Susan Fournier | |
Birth Place: | Woburn, Massachusetts, USA |
Education: | BS, 1980, University of Massachusetts Amherst MS, 1983, Pennsylvania State University PhD, 1994, University of Florida |
Thesis Title: | A Consumer-brand relationship framework for strategic brand management |
Thesis Year: | 1994 |
Main Interests: | Brand relationship |
Workplaces: | Questrom School of Business Harvard Business School |
Susan M. Fournier is an American marketing professor. She is the Allen Questrom Professor in Management at Boston University and the first female dean of the Questrom School of Business. She has formerly served as Assistant Professor and Associate Professor at Harvard Business School from 1994 to 2003.
Fournier was raised in Woburn, Massachusetts to working-class parents. Her father led a machine shop and her mother waited tables and bartended on weekends.[1] She was the first person in her family to enroll in college when she began majoring in computer science at the University of Massachusetts Amherst.

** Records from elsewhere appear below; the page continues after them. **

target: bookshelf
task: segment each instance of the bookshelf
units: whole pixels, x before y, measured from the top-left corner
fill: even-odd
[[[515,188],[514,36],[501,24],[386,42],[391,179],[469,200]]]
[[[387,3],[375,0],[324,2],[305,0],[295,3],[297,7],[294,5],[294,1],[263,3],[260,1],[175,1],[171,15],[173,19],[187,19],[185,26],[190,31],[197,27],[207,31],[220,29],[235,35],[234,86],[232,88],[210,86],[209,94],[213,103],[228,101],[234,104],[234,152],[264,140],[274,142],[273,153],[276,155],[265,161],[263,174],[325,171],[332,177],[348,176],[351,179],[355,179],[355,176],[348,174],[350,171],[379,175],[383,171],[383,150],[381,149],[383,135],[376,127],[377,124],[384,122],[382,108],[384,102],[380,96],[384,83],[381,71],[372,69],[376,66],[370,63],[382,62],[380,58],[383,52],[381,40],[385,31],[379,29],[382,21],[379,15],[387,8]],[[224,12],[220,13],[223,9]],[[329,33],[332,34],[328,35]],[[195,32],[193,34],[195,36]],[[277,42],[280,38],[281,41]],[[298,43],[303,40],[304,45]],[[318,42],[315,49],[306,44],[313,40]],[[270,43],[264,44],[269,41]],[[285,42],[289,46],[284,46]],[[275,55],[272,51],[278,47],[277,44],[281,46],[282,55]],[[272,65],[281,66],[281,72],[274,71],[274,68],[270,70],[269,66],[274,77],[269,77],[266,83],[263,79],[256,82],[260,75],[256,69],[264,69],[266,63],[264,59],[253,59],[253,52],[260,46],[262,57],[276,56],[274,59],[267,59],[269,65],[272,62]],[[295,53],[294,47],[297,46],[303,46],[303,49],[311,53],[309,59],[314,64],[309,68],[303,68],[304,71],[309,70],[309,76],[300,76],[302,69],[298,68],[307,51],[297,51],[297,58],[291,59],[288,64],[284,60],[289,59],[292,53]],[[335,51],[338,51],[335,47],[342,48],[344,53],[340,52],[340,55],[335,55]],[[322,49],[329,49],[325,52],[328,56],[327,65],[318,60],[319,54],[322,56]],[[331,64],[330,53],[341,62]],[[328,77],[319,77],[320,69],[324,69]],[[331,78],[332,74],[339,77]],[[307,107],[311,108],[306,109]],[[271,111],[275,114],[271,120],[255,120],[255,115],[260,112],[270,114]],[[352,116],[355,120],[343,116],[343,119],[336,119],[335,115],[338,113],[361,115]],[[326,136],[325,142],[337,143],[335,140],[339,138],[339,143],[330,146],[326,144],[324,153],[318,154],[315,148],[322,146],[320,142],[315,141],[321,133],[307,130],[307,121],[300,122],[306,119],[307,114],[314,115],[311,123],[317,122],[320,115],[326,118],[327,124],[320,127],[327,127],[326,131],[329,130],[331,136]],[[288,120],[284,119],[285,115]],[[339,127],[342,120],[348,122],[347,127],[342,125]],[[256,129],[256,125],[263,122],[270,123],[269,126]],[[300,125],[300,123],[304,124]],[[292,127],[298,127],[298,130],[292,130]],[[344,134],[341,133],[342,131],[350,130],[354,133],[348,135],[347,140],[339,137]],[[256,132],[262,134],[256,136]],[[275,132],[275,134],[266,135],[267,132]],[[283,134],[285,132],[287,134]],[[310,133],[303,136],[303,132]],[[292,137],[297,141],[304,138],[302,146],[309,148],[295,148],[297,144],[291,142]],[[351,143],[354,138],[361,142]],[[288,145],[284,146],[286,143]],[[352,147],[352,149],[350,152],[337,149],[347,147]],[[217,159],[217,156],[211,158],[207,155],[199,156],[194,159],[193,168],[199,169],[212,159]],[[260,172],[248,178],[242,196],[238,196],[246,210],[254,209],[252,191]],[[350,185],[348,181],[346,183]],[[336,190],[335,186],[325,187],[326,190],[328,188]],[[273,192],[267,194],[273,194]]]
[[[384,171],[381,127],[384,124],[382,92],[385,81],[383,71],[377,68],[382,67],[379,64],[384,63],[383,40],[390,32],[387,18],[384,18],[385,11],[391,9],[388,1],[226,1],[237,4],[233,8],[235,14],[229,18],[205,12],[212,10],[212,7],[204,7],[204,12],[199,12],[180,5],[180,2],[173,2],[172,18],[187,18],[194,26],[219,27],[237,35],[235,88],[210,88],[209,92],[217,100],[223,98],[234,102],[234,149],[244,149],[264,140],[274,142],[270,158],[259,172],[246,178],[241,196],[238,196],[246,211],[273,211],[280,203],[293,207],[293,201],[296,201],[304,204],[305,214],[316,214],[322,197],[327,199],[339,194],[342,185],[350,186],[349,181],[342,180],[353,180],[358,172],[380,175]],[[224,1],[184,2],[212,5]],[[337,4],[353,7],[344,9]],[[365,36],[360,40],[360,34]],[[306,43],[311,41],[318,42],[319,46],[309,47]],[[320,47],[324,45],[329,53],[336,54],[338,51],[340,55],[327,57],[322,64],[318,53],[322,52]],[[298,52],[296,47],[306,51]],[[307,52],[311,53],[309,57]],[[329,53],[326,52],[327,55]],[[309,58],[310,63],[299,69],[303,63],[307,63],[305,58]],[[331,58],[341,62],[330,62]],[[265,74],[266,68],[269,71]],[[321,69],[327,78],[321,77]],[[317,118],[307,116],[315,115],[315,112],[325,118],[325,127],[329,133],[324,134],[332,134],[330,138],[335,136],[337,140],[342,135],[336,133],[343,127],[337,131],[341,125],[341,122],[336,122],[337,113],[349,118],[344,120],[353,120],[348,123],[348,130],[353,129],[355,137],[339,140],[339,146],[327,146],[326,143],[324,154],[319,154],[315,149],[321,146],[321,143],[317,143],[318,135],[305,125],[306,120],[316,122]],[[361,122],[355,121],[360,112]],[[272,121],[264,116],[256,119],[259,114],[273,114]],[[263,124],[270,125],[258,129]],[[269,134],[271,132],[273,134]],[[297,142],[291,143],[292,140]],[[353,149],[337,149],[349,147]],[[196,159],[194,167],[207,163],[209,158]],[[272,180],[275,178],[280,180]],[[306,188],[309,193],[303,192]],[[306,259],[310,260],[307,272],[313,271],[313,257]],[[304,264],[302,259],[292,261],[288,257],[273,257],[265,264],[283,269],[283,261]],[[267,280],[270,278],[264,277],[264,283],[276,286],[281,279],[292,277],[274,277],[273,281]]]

She eventually changed her major to marketing and earned Bachelor of Science in Business Administration from Isenberg School of Management at University of Massachusetts Amherst in 1980. She later earned Master of Science in marketing at Pennsylvania State University in 1983.[2] Fournier used her master's degree to earn a position as a marketing researcher at Polaroid and Yankelovich Clancy Shulman[2] before returning to school for her PhD in marketing at the University of Florida.[3]
Fournier spent over a decade in the marketing industry: twelve years on the Board of Advisors for the Harley Owners Group at Harley-Davidson Motor Company and seven years as a brand advisor to Irving Oil Corporation.[3] On August 27, 2018, Fournier became the first female dean of the Questrom School of Business.[1] During the COVID-19 pandemic, she was recognized among the 11 marketing scholars named Marketing Science Institute Academic Fellows.[4] The following year, she was recognized as a top performer in terms of research impact in a published study conducted by Stanford University.[5] She later became the recipient of the 2021 Distinguished Scientific Contribution Award from the Society of Consumer Psychology.[6]